KPK telusuri kepemilikan aset Bupati Mamberamo Tengah

Komisi Pemberantasan Korupsi (KPK) menelusuri dugaan kepemilikan aset dari tersangka Bupati Mamberamo Tengah, Papua, Ricky Ham Pagawak (RHP).

KPK telah memeriksa saksi Komisaris PT Cyclop Raya Papua Eko Sunaryo di Gedung Merah Putih KPK, Jakarta, Selasa (22/11) untuk mendalami hal tersebut.

"Saksi hadir dan didalami pengetahuannya, antara lain terkait dengan dugaan pengelolaan dan kepemilikan aset dari tersangka RHP," kata Kepala Bagian Pemberitaan KPK Ali Fikri di Jakarta, Rabu.

Pemeriksaan dilakukan dalam penyidikan kasus dugaan suap dan gratifikasi terkait pelaksanaan berbagai proyek di Pemkab Mamberamo Tengah yang menjerat Ricky dan kawan-kawan sebagai tersangka.

Sedangkan dua saksi lainnya yang juga dijadwalkan dipanggil pada Selasa (22/11) tidak menghadiri panggilan, yaitu Yoseph Melvin Mandagie berprofesi sebagai pegawai negeri sipil (PNS) dan Hendrik Parura selaku wiraswasta.

"(Saksi) Yoseph Melvin Mandagie, tidak hadir dan konfirmasi penjadwalan ulang," kata Ali.

Sementara saksi Hendrik Parura, kata dia, tidak hadir tanpa keterangan.

KPK total menetapkan empat tersangka dalam kasus dugaan suap serta gratifikasi terkait pelaksanaan berbagai proyek di Pemkab Mamberamo Tengah. Sebagai penerima ialah Ricky yang saat ini masih dalam status daftar pencarian orang (DPO).

Sedangkan, tiga pemberi suap, yakni Simon Pampang selaku Direktur Utama PT Bina Karya Raya, Jusieandra Pribadi Pampang selaku Direktur PT Bumi Abadi Perkasa, dan Marten Toding selaku Direktur PT Solata Sukses Membangun.

Baca juga: KPK ingatkan dua PNS saksi kasus Ricky Ham Pagawak kooperatif hadir
Baca juga: KPK amankan mobil terkait kasus Bupati Mamberamo Tengah

Dalam konstruksi perkara, KPK menjelaskan Simon, Jusieandra, dan Marten adalah kontraktor yang ingin mendapatkan beberapa proyek pekerjaan infrastruktur di Kabupaten Mamberamo Tengah. Agar bisa mendapatkan proyek pekerjaan tersebut, mereka melakukan pendekatan dengan Ricky yang menjabat Bupati Mamberamo Tengah Periode 2013-2018 dan 2018-2023.

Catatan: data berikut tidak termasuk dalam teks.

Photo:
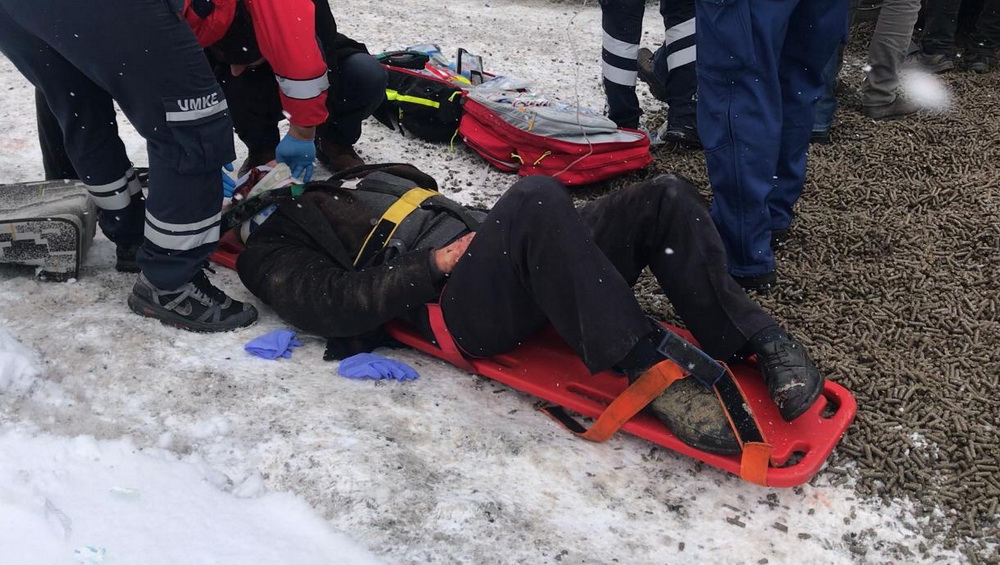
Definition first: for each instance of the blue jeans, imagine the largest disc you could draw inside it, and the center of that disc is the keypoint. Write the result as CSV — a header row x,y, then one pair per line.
x,y
826,106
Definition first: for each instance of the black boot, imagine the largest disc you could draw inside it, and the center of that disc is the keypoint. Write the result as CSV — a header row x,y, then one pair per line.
x,y
125,258
687,408
793,381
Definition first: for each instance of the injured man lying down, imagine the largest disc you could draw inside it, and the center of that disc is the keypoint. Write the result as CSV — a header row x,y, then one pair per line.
x,y
342,259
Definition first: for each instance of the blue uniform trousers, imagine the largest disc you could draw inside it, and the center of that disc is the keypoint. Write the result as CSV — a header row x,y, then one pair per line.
x,y
82,57
760,72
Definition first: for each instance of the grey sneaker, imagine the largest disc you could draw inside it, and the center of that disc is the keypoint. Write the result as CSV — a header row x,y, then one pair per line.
x,y
198,306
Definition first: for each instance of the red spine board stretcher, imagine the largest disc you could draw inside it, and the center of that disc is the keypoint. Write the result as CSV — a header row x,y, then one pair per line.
x,y
547,368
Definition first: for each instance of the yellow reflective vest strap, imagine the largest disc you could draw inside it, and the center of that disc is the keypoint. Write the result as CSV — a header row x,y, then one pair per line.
x,y
389,222
395,96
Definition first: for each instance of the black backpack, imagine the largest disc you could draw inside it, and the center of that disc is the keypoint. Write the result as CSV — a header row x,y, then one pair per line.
x,y
418,102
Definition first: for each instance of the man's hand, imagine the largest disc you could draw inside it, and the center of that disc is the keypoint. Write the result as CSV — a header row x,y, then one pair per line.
x,y
298,151
447,257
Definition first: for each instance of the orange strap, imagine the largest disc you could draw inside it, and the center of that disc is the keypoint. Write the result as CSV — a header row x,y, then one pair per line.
x,y
756,452
445,341
651,384
755,462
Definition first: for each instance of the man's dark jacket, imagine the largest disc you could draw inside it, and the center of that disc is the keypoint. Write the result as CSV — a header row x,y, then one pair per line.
x,y
300,261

Dalam pendekatan itu, KPK menduga ada penawaran dari ketiganya, di antaranya mereka akan memberikan sejumlah uang apabila Ricky bersedia untuk langsung memenangkan dalam pengerjaan beberapa paket pekerjaan di Pemkab Mamberamo Tengah.

Kemudian, Ricky bersepakat dan bersedia memenuhi keinginan dan permintaan Simon, Jusieandra, dan Marten itu dengan memerintahkan pejabat di Dinas Pekerjaan Umum Mamberamo Tengah untuk mengkondisikan proyek-proyek bernilai anggaran besar agar diberi khusus kepada tiga orang tersebut.

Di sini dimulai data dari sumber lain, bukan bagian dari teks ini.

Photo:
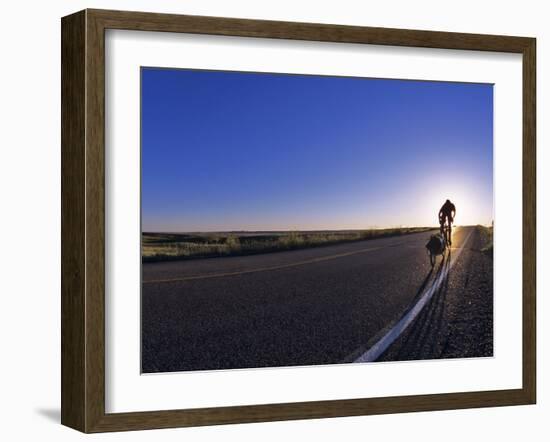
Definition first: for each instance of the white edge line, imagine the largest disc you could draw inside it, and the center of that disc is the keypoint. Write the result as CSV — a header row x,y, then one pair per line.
x,y
373,353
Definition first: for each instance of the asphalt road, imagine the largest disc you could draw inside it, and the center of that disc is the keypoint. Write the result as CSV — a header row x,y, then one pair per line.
x,y
323,305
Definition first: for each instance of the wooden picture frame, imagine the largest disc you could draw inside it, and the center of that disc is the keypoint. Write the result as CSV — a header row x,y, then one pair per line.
x,y
83,220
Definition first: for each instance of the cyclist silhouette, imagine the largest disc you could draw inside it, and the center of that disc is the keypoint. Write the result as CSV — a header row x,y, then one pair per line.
x,y
446,213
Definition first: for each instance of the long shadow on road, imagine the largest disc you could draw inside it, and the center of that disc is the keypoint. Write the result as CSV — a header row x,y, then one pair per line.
x,y
425,337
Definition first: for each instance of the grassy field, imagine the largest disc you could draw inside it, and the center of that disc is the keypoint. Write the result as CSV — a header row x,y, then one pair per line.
x,y
175,246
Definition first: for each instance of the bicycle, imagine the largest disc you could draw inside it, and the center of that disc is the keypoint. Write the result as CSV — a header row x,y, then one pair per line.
x,y
438,244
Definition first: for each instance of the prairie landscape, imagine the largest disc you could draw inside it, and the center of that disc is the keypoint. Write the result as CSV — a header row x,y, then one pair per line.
x,y
179,246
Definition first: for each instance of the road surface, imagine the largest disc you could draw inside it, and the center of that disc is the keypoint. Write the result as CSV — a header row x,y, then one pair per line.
x,y
363,301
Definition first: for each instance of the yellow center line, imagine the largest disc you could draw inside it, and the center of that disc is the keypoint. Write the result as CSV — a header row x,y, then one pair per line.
x,y
262,269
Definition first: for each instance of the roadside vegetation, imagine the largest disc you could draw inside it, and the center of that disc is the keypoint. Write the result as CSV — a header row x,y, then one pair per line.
x,y
175,246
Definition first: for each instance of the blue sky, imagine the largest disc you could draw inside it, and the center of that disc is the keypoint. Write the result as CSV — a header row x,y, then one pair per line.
x,y
252,151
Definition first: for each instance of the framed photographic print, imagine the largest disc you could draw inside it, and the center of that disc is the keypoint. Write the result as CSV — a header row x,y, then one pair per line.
x,y
270,220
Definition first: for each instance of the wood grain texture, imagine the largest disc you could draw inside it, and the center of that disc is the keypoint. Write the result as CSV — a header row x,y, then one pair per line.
x,y
83,220
73,255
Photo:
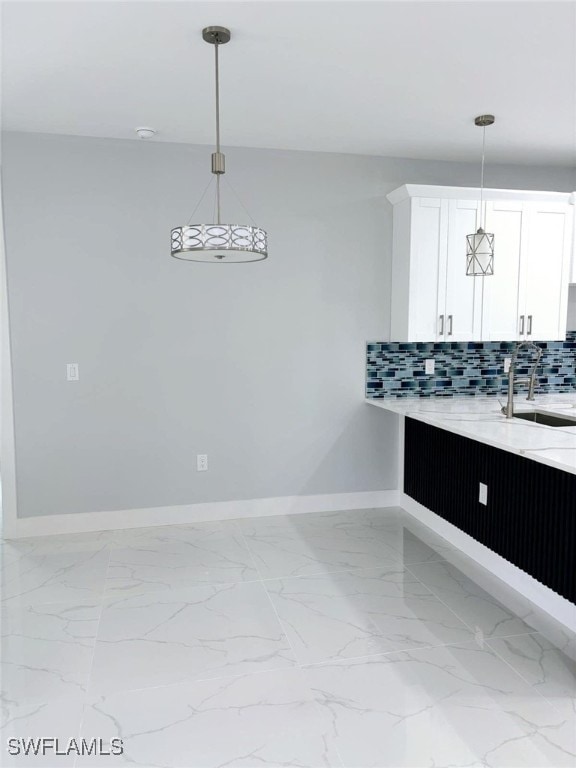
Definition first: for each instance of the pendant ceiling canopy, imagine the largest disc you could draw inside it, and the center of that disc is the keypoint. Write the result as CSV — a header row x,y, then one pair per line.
x,y
217,242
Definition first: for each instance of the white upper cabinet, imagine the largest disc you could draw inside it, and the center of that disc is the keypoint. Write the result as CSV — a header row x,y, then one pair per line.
x,y
432,297
507,221
526,299
544,273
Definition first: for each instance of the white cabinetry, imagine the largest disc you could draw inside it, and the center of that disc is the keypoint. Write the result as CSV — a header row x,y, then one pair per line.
x,y
432,297
527,296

Jusieandra diduga mendapatkan 18 paket pekerjaan dengan total nilai Rp217,7 miliar, yaitu proyek pembangunan asrama mahasiswa di Jayapura. Lalu, Simon diduga mendapatkan enam paket pekerjaan dengan nilai Rp179,4 miliar, dan Marten diduga mendapatkan tiga paket pekerjaan dengan nilai Rp9,4 miliar.

Realisasi pemberian uang kepada Ricky dilakukan melalui transfer rekening bank dengan menggunakan nama-nama dari beberapa orang kepercayaan Ricky.

Adapun besaran uang yang diberikan oleh tiga orang itu kepada Ricky sekitar Rp24,5 miliar. Tidak hanya itu, KPK menduga Ricky menerima uang dari beberapa pihak lainnya yang jumlahnya masih terus didalami pada penyidikan.